Reserves are built in.
All disbursements are controlled through escrow, not hope.
We deploy with discipline, transparency, and speed—and we tithe back to the communities we serve.
Because of that model, I do not syndicate, I do not raise capital, and I do not take partners.
This article explains why.
I was recently shown a 129-home single-family rental portfolio being marketed as a sponsor-led equity deal.
On paper, it looked impressive:
Below replacement cost
Large portfolio
35%+ targeted IRR
Predefined exit within 12 months
But numbers don’t care about marketing.
So I ran it the same way I run every deal—like a third grader, one step at a time.
Here’s what the math actually said.
Why: Rent is the top number. Everything comes from this.
The sponsor projected stabilized rent of:
$2,650,000
So that’s our starting point. No arguments there.

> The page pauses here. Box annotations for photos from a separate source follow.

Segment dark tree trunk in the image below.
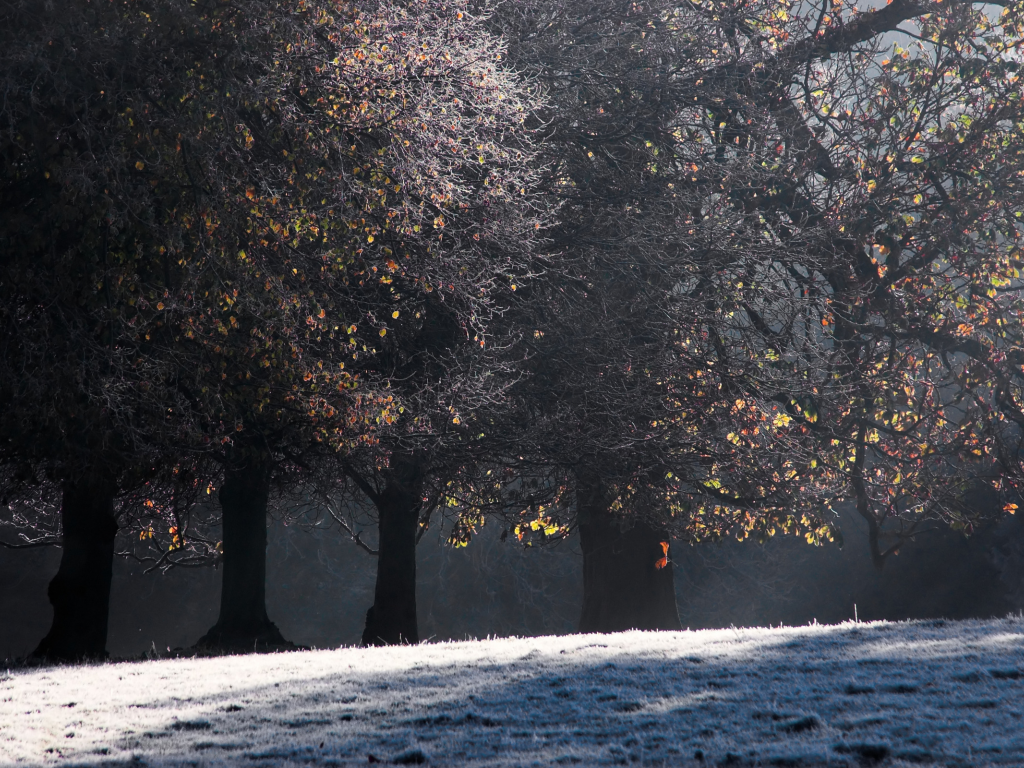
[32,479,118,662]
[577,481,682,632]
[196,458,290,651]
[362,459,423,645]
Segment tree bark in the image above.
[362,459,423,645]
[196,457,291,651]
[577,480,682,633]
[32,478,118,662]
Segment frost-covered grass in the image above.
[0,618,1024,767]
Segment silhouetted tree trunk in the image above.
[32,478,118,662]
[577,479,682,632]
[362,459,423,645]
[196,457,290,651]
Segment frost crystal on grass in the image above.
[0,618,1024,768]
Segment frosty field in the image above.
[0,617,1024,768]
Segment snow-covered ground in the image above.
[0,617,1024,768]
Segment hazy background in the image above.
[0,505,1024,658]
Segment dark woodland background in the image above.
[0,505,1024,659]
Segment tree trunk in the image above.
[362,459,423,645]
[196,457,291,652]
[32,479,118,662]
[577,480,682,633]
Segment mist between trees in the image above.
[0,0,1024,660]
[0,501,1024,659]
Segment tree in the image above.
[491,2,1020,629]
[0,2,211,659]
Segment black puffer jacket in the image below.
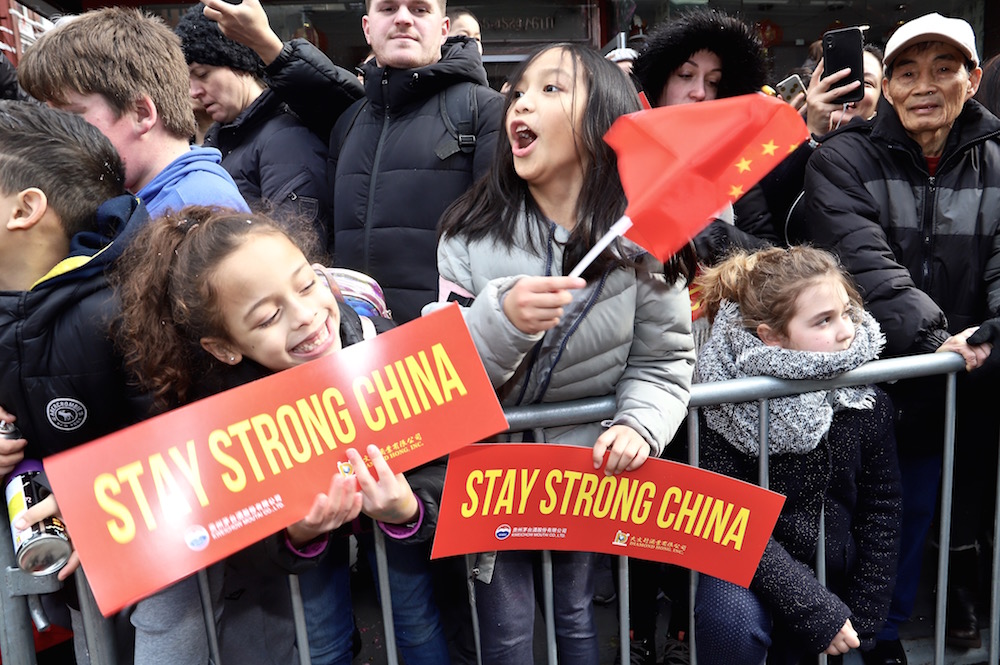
[788,100,1000,355]
[204,90,333,242]
[0,196,150,458]
[701,390,902,654]
[268,38,503,323]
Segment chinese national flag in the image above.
[604,93,808,261]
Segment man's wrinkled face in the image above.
[882,42,982,153]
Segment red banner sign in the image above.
[432,443,785,587]
[44,307,507,615]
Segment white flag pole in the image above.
[569,215,632,277]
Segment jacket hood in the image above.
[633,9,767,105]
[362,37,489,107]
[32,194,149,289]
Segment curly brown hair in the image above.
[111,206,318,409]
[695,245,863,335]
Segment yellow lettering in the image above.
[323,388,360,450]
[594,476,616,519]
[229,420,264,483]
[250,413,292,480]
[404,351,444,411]
[118,462,156,531]
[517,469,538,515]
[431,342,468,402]
[722,508,750,552]
[274,400,312,464]
[538,469,562,515]
[493,469,517,515]
[656,486,681,529]
[559,471,583,515]
[462,469,483,517]
[94,473,135,545]
[483,469,501,516]
[566,473,597,517]
[208,429,247,493]
[674,490,705,533]
[386,360,427,415]
[375,365,413,425]
[622,480,656,524]
[354,376,386,432]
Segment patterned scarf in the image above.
[698,301,885,457]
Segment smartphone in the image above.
[774,74,806,102]
[823,26,865,104]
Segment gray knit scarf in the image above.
[698,301,885,457]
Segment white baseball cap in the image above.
[882,12,979,67]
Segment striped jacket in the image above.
[788,100,1000,355]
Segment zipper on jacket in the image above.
[920,176,937,293]
[361,69,389,273]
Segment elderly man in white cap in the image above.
[788,13,1000,665]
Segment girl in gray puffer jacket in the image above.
[428,44,694,664]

Why: You never get to keep gross rent.
Using the sponsor’s own deck, operating expenses were running very high in Year 1—about 76% of revenue.
To be generous, I assumed expenses would improve to 70% at stabilization.
Expenses:
70% × $2,650,000 = $1,855,000
Why: NOI is what pays debt. No NOI = no safety.
NOI = Rent − Expenses
$2,650,000 − $1,855,000 = $795,000
Stabilized NOI ≈ $800,000
That’s the real earning power of the asset.

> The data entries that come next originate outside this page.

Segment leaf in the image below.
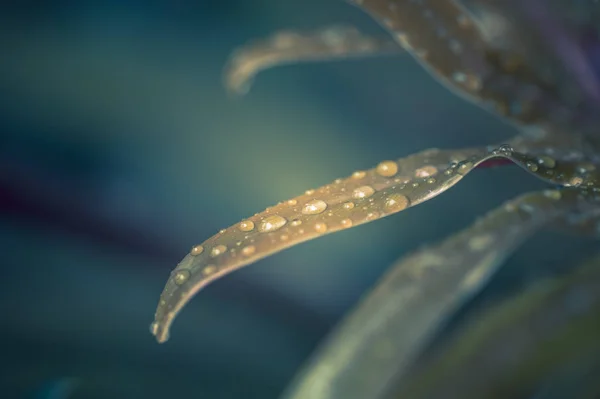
[285,189,600,399]
[151,139,600,342]
[348,0,599,130]
[224,25,402,95]
[389,256,600,399]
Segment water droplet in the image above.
[202,265,217,276]
[544,190,562,200]
[302,200,327,215]
[210,244,227,258]
[468,234,494,252]
[525,162,539,172]
[568,176,583,187]
[150,321,158,335]
[384,194,410,212]
[376,161,398,177]
[315,223,327,233]
[352,186,375,199]
[415,165,438,177]
[258,215,287,233]
[242,245,256,256]
[340,219,352,228]
[190,245,204,256]
[458,161,473,175]
[367,212,379,220]
[352,170,367,180]
[342,202,354,210]
[240,220,254,231]
[173,270,191,285]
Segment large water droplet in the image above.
[302,200,327,215]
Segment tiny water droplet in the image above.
[342,202,354,210]
[242,245,256,256]
[202,265,217,276]
[240,220,254,231]
[340,219,352,228]
[538,155,556,169]
[210,244,227,258]
[315,223,327,233]
[173,270,191,285]
[376,161,398,177]
[190,245,204,256]
[415,165,438,177]
[352,186,375,199]
[385,194,410,212]
[352,170,367,180]
[302,200,327,215]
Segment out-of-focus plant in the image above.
[151,0,600,399]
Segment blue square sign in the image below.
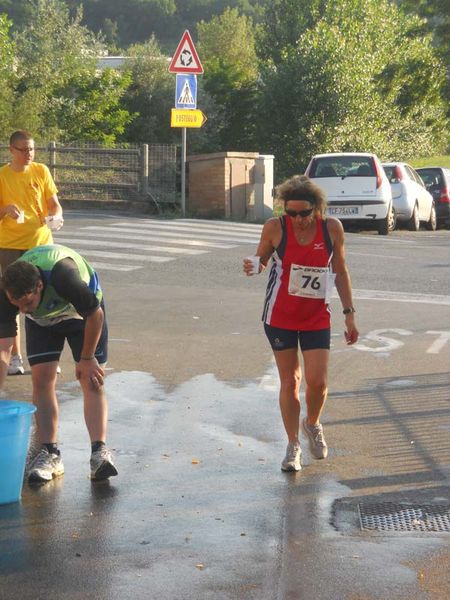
[175,73,197,108]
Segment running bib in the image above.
[288,264,335,304]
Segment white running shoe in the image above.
[28,446,64,483]
[281,442,302,471]
[8,354,25,375]
[90,446,118,481]
[302,417,328,459]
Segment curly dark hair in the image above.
[276,175,327,216]
[1,259,42,300]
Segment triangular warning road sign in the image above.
[169,29,203,73]
[178,80,195,104]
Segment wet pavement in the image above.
[0,214,450,600]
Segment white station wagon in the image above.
[305,152,395,235]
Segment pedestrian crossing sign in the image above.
[175,73,197,108]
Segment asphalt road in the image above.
[0,212,450,600]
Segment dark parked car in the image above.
[416,167,450,226]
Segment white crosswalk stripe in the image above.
[77,225,243,250]
[54,218,261,272]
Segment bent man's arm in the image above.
[0,338,14,397]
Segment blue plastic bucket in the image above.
[0,400,36,504]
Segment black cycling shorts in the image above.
[264,323,331,352]
[25,303,108,366]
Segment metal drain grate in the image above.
[358,502,450,532]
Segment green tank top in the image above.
[19,244,103,319]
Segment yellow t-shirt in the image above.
[0,163,58,250]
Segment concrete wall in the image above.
[186,152,273,222]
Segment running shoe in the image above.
[28,447,64,483]
[302,417,328,459]
[90,446,118,481]
[281,442,302,471]
[8,354,25,375]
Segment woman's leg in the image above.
[274,348,301,443]
[80,380,108,442]
[303,348,330,425]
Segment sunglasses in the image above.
[13,146,34,154]
[285,208,314,218]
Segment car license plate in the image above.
[328,206,359,217]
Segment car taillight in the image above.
[372,159,383,189]
[439,188,450,204]
[392,165,403,181]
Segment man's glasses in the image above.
[13,146,34,154]
[285,208,314,218]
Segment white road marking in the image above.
[56,227,236,250]
[346,250,407,260]
[425,331,450,354]
[353,328,413,352]
[109,221,260,242]
[77,225,246,250]
[90,261,144,271]
[54,236,208,255]
[75,250,176,262]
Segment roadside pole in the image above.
[181,127,186,217]
[168,30,206,216]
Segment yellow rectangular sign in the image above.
[170,108,206,127]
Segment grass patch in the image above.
[411,154,450,169]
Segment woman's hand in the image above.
[3,204,21,219]
[242,258,262,277]
[344,313,359,346]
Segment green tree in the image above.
[197,8,259,150]
[258,0,446,176]
[14,0,130,142]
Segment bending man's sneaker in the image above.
[28,448,64,483]
[8,354,25,375]
[91,446,118,481]
[302,417,328,458]
[281,442,302,471]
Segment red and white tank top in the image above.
[262,215,333,331]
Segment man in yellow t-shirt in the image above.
[0,130,63,375]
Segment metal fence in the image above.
[0,142,178,207]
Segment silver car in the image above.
[383,162,436,231]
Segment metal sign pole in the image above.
[181,127,186,217]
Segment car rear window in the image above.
[383,165,396,181]
[417,169,444,188]
[309,156,376,177]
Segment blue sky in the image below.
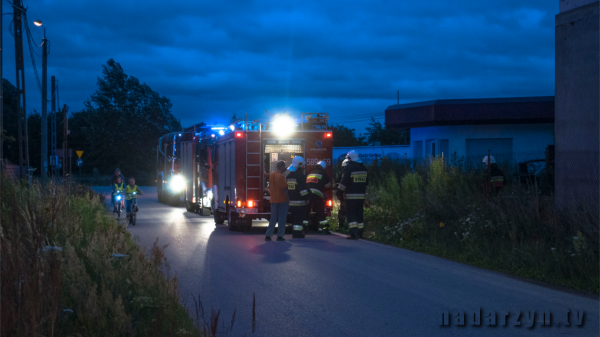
[3,0,558,132]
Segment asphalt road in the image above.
[97,187,599,336]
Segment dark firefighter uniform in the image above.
[337,161,369,239]
[285,168,310,238]
[306,165,331,234]
[333,173,346,228]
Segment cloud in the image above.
[3,0,558,131]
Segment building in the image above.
[555,0,600,207]
[385,96,554,167]
[333,145,412,165]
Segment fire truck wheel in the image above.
[227,207,240,231]
[200,206,210,216]
[168,194,179,207]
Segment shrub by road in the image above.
[0,179,200,336]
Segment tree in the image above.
[366,118,410,145]
[69,59,181,179]
[330,124,366,147]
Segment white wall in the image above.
[410,123,554,161]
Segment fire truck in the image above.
[210,113,333,230]
[156,123,216,215]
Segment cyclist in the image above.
[125,178,144,222]
[111,177,125,214]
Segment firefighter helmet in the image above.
[346,150,362,163]
[482,156,496,165]
[288,156,304,172]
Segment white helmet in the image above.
[346,150,362,163]
[482,156,496,165]
[288,156,304,172]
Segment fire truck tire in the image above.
[227,207,241,232]
[200,206,210,216]
[168,194,179,207]
[213,209,225,225]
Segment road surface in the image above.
[97,187,599,337]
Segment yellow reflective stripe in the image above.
[310,188,323,198]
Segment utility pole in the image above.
[50,76,58,179]
[13,0,29,180]
[63,104,70,181]
[40,27,48,183]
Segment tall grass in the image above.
[365,159,600,293]
[0,177,200,336]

Why: DSCR is non-negotiable.
The deal carried approximately $1,912,515 in annual debt cost (interest-only, best case).
This is where most syndications quietly break.
Why: If NOI doesn’t cover debt, the deal is living on borrowed time.
DSCR = NOI ÷ Debt Service
$795,000 ÷ $1,912,515 ≈ 0.42
DSCR ≈ 0.42
That means the property generates less than half of what it needs to service the debt.
No cushion.
No margin.
No safety.
Why: I don’t buy below my floor.
My standards:
Minimum DSCR: 1.25
Target DSCR: 1.50+
Required NOI:
For 1.25 DSCR:
$1,912,515 × 1.25 = $2,390,644
For 1.50 DSCR:
$1,912,515 × 1.50 = $2,868,773
Reality check:
Actual stabilized NOI: ~$800K
Required NOI: $2.4M–$2.9M
That’s 3× to 3.5× more NOI than the asset produces.
This isn’t close.
This isn’t conservative.
This is exit-dependent speculation.
Why: Yield reveals whether an asset works without financial gymnastics.
Total project cost was approximately $22,386,500.
Yield = NOI ÷ Total Cost
$795,000 ÷ $22,386,500 ≈ 3.55%
My rule:
Day-1 or near Day-1 yield ≥ 9%
This deal doesn’t even reach half of my minimum.
I don’t value assets based on a future buyer’s optimism.
I value them based on what the income can safely support.
For SFR portfolios, I underwrite at 8–9 caps.
Using $795,000 NOI:
At a 9 cap:
$795,000 ÷ 0.09 = $8.83M
At an 8 cap:
$795,000 ÷ 0.08 = $9.94M
True FMV range: $8.8M – $9.9M
I never pay full FMV.
Offer = 85% of FMV:
Low end: ~$7.5M
High end: ~$8.4M
My control-buyer range: $7.5M–$8.4M total
The sponsor’s targeted exit?
$27.8M
That’s over 3× my valuation.
This deal “works” only if:
The exit happens on time
The market stays hot
Capital markets stay liquid
Someone else pays more
That is not investing.
That is passing risk downstream.
Syndications require:
Partners
Capital calls
Exit timing
Consensus
Hope
I don’t operate on hope.
I buy control.
I buy income safety.
I buy Day-1 structure.
In my deals:
Debt is covered from Day 1
DSCR is built in, not projected
Yield meets threshold immediately
Seller payoff is guaranteed
Reserves are escrowed
No partners, no votes, no capital raises
If a deal can’t stand without a resale, I pass.
A high IRR doesn’t mean a good deal.
A big portfolio doesn’t mean a safe one.
And partners don’t reduce risk—they spread it.
I don’t syndicate because I don’t need to.
I structure.
Structure over sacrifice. Stewardship over struggle. Every deal builds legacy.